There are plenty of problems with USTA play, but not the least of which is the fact that despite the number of levels (1.0-7.0 in 0.5 increments - about 14), only 5 are really used (2.5-4.5).

What that means is that you've got a huge disparity in playing level at each of those 5 levels. Even worse, there's a structural flaw in that only a few teams even have a chance of getting to districts, then secitional, regional, etc.

The end result being you often see hard fought, competitive matches in the first few rounds of local playoffs, between teams that are pretty much at the right level - where all they're really playing for is the right to get stomped by the one or two teams loading up for nonlocal competition in the local semis or finals.

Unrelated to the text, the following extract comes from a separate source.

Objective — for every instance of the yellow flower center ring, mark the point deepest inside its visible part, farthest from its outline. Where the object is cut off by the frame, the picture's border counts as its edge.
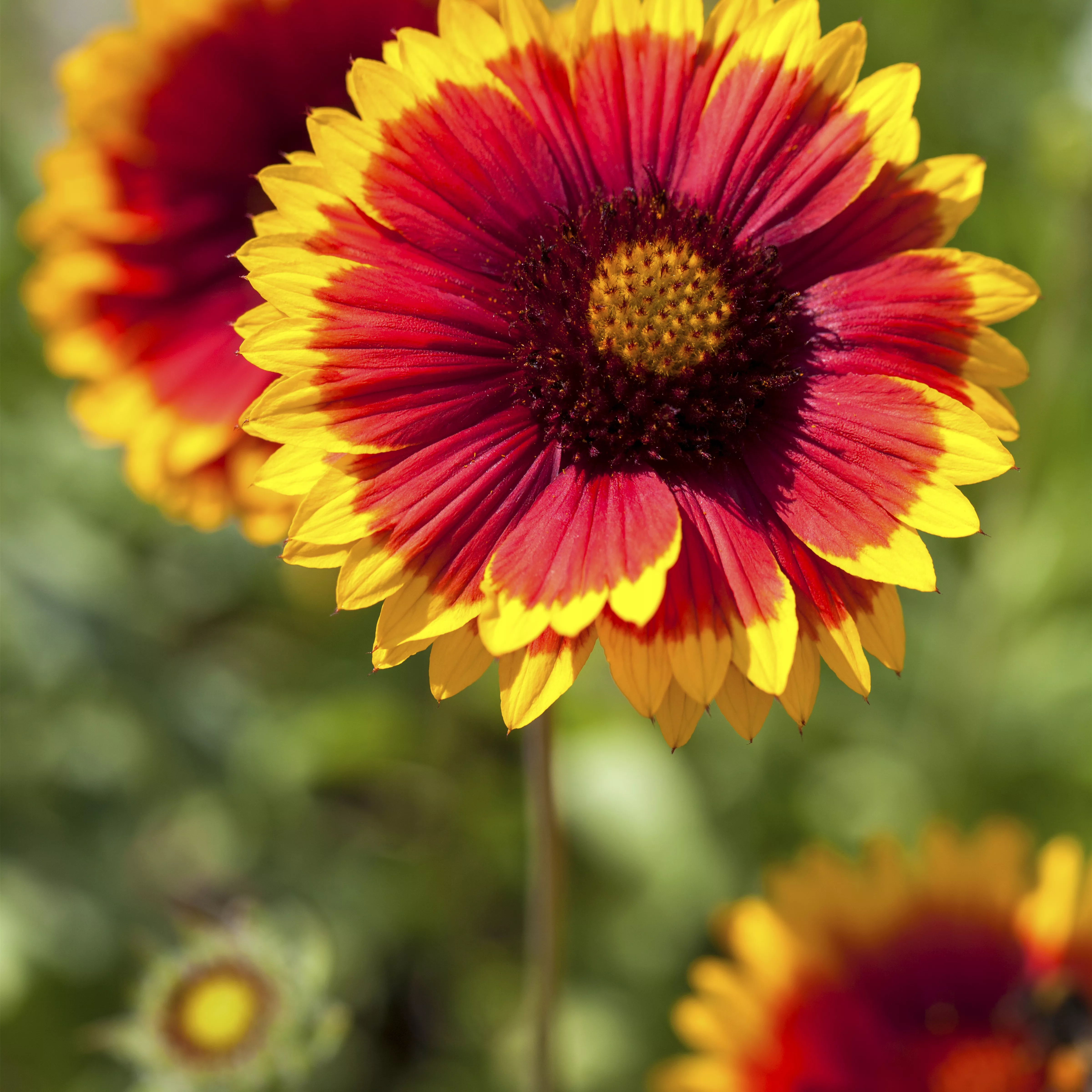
(218, 1012)
(658, 306)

In fact, this is what happened to my team, this year. I had the privilege of practicing with a different team not one, but TWO levels higher, and I'm not sure they could have beaten the team that killed us in the local playoffs. And I'm pretty sure the team going to districts at the level below us would have made the playoffs at our level, too.

I think the big issue here is the ratings aren't fluid enough. Have a bad season (below .300)? Either as a team or as a player? You get moved down. Have a good one (above .700)? You get bumped up. You see it in soccer and Davis Cup, why not amateur tennis, too?

As it is right now, you've got people managing scores and competing against some mystery number, instead of the guy across the net. That's just not right.

Also, benchmark players should be at the LOCAL level, not playoff. For any given level, the players that make it to regional competitions are by definition the cream of the crop. Skim them off.